Questo 2019 riboccante di anniversari chiude con la ricorrenza più triste: il 12 dicembre, cinquant’anni dalla strage di Piazza Fontana. Non era la prima bomba della storia repubblicana, non era neanche la prima bomba di quello stesso 1969. Ma piazza Fontana, per l’entità della strage e per le sue conseguenze, politiche e processuali, segna una svolta, una prima volta e l’inizio di una stagione tragica e oscura per il nostro paese.

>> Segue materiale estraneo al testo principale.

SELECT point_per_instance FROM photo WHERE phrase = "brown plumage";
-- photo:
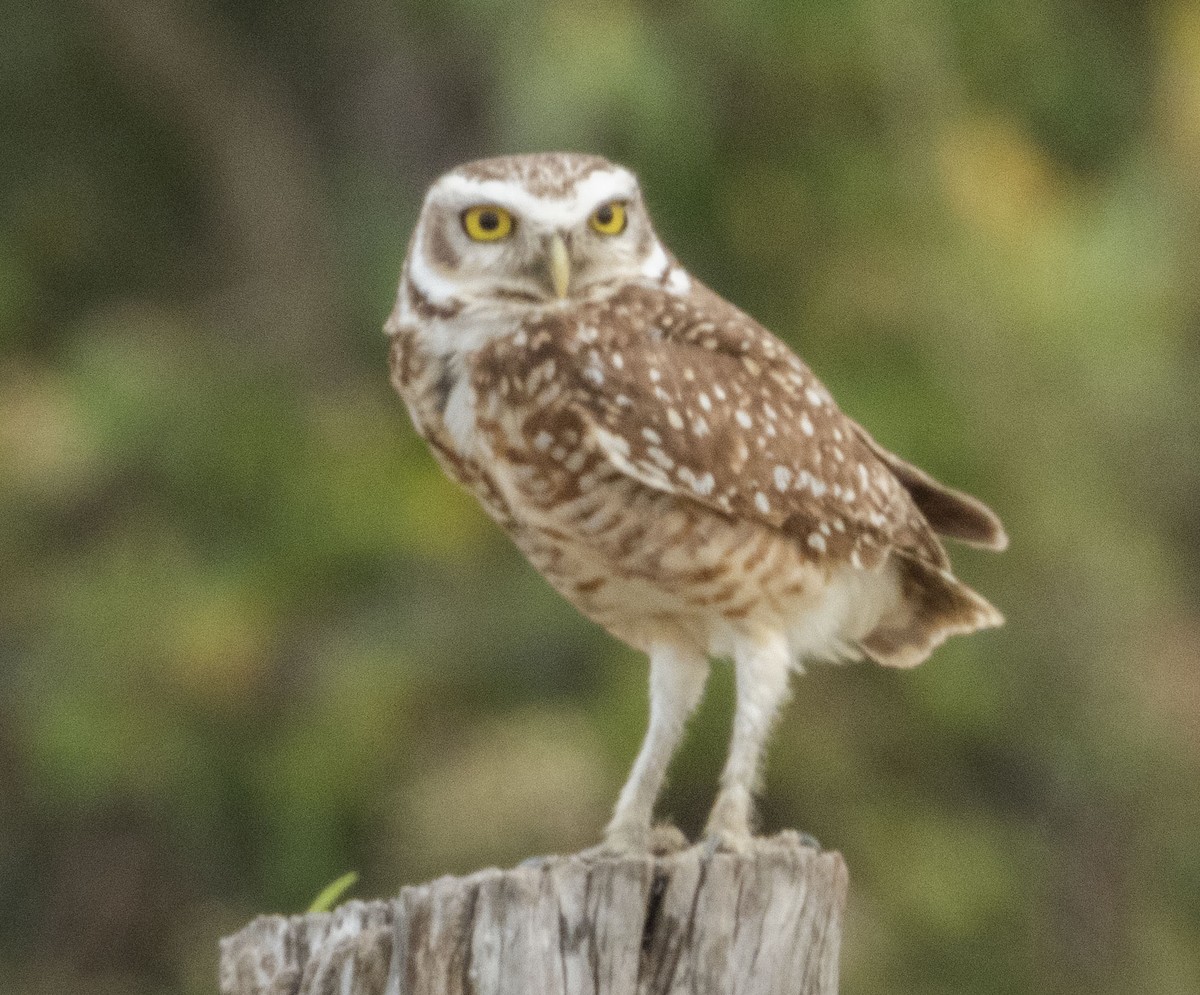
(670, 466)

Vittime di quella bomba saranno i diciassette innocenti che al momento dello scoppio si trovavano nella sala della Banca dell’Agricoltura. La diciottesima vittima si chiama Pino Pinelli, anarchico del Circolo Ponte della Ghisolfa, ferroviere, padre di due figlie, lettore di Gandhi e dell’Antologia di Spoon River, fermato assieme a Pietro Valpreda e altri anarchici e morto il 16 dicembre per una caduta dal quarto piano della questura mentre era interrogato dagli inquirenti.
La diciannovesima vittima è l’Italia: la bomba di piazza Fontana, la morte di Pinelli, la successiva scoperta che non di bombe anarchiche si trattava ma di un intreccio di neofascismo, servizi segreti deviati, poteri occulti contribuiranno ad avvelenare la vita politica italiana per gli anni a venire, punteggiati da altre bombe, altri depistaggi, altri, troppi, morti.

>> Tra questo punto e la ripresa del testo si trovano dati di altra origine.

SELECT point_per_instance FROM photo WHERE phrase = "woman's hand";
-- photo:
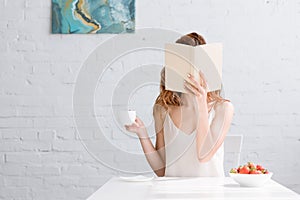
(137, 127)
(199, 89)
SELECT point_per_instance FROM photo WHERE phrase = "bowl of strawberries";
(250, 175)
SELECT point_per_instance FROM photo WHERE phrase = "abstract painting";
(93, 16)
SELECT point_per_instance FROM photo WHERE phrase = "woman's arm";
(154, 155)
(217, 131)
(209, 138)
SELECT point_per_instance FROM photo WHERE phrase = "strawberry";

Ma è della diciottesima vittima che ci racconta un libro di intensa bellezza, documentato come un saggio storico e narrato come il più vivido dei romanzi. Parliamo di Pinelli, una storia, scritto dal giornalista e scrittore Paolo Pasi e pubblicato dalla storica casa editrice anarchica Elèuthera, con le belle illustrazioni di Fabio Santin.
Si dice, e a ragione, che tutti i romanzi narrano di un destino. Il nostro sguardo di lettori, giunti all’ultima pagina si volge indietro e alla luce di quel destino rilegge la vicenda del protagonista. Guai però ad applicare questa logica alla vita vera. Per tanto tempo, per tanti, il destino di Pino Pinelli si è mangiato la vita di Pino Pinelli. Per noi frettolosi lettori di cronache che non ci riguardano è come se la sua vita fosse stata una corsa verso quella fine, verso quella finestra. Per tanti di noi, solidali sì, ma disattenti e superficiali, Pino Pinelli è la sua vicenda giudiziaria, è la sua morte.

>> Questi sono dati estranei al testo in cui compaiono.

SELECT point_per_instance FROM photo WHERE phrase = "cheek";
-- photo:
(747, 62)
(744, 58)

Per questo il libro di Paolo Pasi si candida tra le letture fondamentali per capire quella figura e insieme quella stagione. Il “destino” di Pinelli occupa poche pagine finali, mentre tutto il libro racconta la storia di un uomo, le sue origini, la sua famiglia, le sue amicizie, il suo lavoro, la sua città, il suo impegno politico, le sue idee. In tutto questo enorme ribollire di vita e quotidianità, di slanci e incontri, di letture e di musica, di amicizie e curiosità – l’incontro con la Nanda Pivano, i rapporti con i beat di “Barbonia City”, la strepitosa edicolante anarchica di via Orefici, i colleghi di lavoro e i compagni – la fine, quella fine, non è un destino, non è il compimento esemplare di un arco necessario. È, molto semplicemente, una straziante ingiustizia, qualcosa che non doveva succedere a un uomo come Pino Pinelli.